I've had some success pinning down the ancient mythological antecedents for wemics in a couple earlier screeds here and here ... but I've found a few more tidbits to share.
The folks at Google, bless their busy brains, have been putting the content of entire books online in searchable form. Google Print is an experimental service (still in beta), but it served up two nifty hits when I went a-searching for "lion centaurs."
The first is the book, "Gods, Demons and Symbols of Ancient Mesopotamia," by Jeremy Black and Anthony Green, that was recommended to me by Prof. Zainab Bahrani. Google was kind enough to show me the page I needed, on which I found this:
That quote also came with this illustration, drawn from a cylinder seal of which I have a photo, of a lion-centaur:
The so-called lion-centaur of Middle Assyrian and Neo-Assyrian art is a hybrid creature with a lion's lower body (including all four legs) and the head, upper body and arms and hands of a man. He often wears the horned cap of divinity. The creature's name was urmahlullu, "lion-man."
Representations of him were placed outside ablutions rooms, where he fended off the attacks of the leonine demon Mukil-res-lemutti, "evil-attendant."
The book also includes a page with a photo of a bas-relief of a lion-centaur. Prof. John M. Russell sent me a different photo of the same work of art.
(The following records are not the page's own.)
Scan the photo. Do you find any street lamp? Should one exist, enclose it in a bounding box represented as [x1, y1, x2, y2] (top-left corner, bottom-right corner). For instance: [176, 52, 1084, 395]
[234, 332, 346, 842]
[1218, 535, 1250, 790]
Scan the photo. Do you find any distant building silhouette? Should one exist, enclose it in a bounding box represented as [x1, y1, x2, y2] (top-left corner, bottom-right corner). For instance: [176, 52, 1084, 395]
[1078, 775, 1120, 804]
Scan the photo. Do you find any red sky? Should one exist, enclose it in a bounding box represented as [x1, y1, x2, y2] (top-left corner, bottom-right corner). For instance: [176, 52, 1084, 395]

Here's the photo from Black and Green:
The second hit I got from Google Print had no art, but it was a source of which I had never heard. The book has this odd name: "Magickal Mystical Creatures: Invite Their Powers Into Your Life." Written by D. J. Conway, who Amazon tells me is also the author of "A Little Book of Pendulum Magic" and "Shapeshifter Tarot," the book seems to be a fairly wide-ranging beastiary of fantastic creatures. Regarding lion-centaurs, Google Print offered me the following from this page of Conway's book:
A type of lion-centaur also appears in Assyrian art. This creature had a lion's body with four legs, and the upper body, head, and arms of a human male. He was called urmahlullu (lion-man). His form was placed outside ablution rooms so he could protect against the Lion-Demon Mikil-res-lemutti (evil attendant). One can only speculate as to what this "evil attendant" did; perhaps he represented tainted water or thieves who attacked the bathers.
My guess, from the mention of "Mikil-res-lemutti," "evil attendent," and "ablution room," is that Conway is using Black and Green as a primary reference, or that they are all using the same source. Note that in his book, F. A. M. Wiggermann refers to the evil demon as "Sulak," and the "ablution rooms" as "lavatories."
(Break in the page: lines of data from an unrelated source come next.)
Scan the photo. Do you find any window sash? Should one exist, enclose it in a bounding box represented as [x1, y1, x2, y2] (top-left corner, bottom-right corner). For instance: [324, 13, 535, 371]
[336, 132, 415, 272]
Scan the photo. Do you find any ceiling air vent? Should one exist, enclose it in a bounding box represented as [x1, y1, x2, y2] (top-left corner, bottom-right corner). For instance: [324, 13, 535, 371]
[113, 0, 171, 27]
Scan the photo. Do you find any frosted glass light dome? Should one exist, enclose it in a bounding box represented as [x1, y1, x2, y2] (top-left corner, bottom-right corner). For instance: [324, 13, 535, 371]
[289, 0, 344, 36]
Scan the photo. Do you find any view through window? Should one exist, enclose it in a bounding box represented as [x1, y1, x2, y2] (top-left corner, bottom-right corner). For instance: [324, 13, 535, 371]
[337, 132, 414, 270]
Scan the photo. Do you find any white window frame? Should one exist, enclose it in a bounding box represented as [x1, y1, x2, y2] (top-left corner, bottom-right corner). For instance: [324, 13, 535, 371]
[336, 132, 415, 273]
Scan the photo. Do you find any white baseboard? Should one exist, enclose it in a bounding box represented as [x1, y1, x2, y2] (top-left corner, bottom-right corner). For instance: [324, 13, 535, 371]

But Conway also turned up a new (to me) reference to wemics in the Middle Ages! On this page, Conway has this remarkable thing to say:
The most famous coat of arms bearing a Centaur belonged to King Stephen, who invaded England in 1135. However, Stephen's Centaurs are sometimes shown with the body of a lion instead of a horse.
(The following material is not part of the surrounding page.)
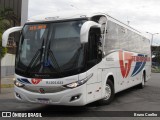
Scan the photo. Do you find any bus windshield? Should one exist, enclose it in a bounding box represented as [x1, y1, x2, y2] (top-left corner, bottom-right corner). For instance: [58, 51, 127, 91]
[15, 20, 86, 78]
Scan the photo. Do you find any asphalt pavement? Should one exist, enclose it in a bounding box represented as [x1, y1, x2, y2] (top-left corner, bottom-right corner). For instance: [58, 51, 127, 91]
[0, 73, 160, 120]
Huh! Wemics in English heraldry -- that's news to me! So I did some more Google sleuthing, and came up with a little more.
King Stephen was the last Norman king of England, a grandson of William the Conqueror. From this essay on medieval centaurs, I found this:
The "English" king Stephen of the short-lived dynasty of Blois was said to have the arms: Gules, three sagittary or. (The sagittaries are depicted with a leonine appearance.)
It turns out that a "sagittary" is a centaur archer, or a wemic archer, or a beastly archer, usually in heraldry, but used elsewhere too. From Shakespeare's Troilus and Cressida, we find in Agamemnon's recitation of battle losses (in the Trojan War), this: "the dreadful Sagittary / Appals our numbers." Whether Shakespeare meant human archers, or centaur archers, or even wemic archers, I'll leave to another screed.
Anyway, King Stephen's sagittaries evidently were wemic-like. Here's another quote, from a SCA-oriented Web page on heraldry:
A sagittary is a centaur drawing a bow and arrow. A leonine-centaur has the body of a lion, instead of a horse; it is found in the attributed arms of King Stephen of England, c.1097.
For a future screed: finding a picture of King Stephen's coat of arms.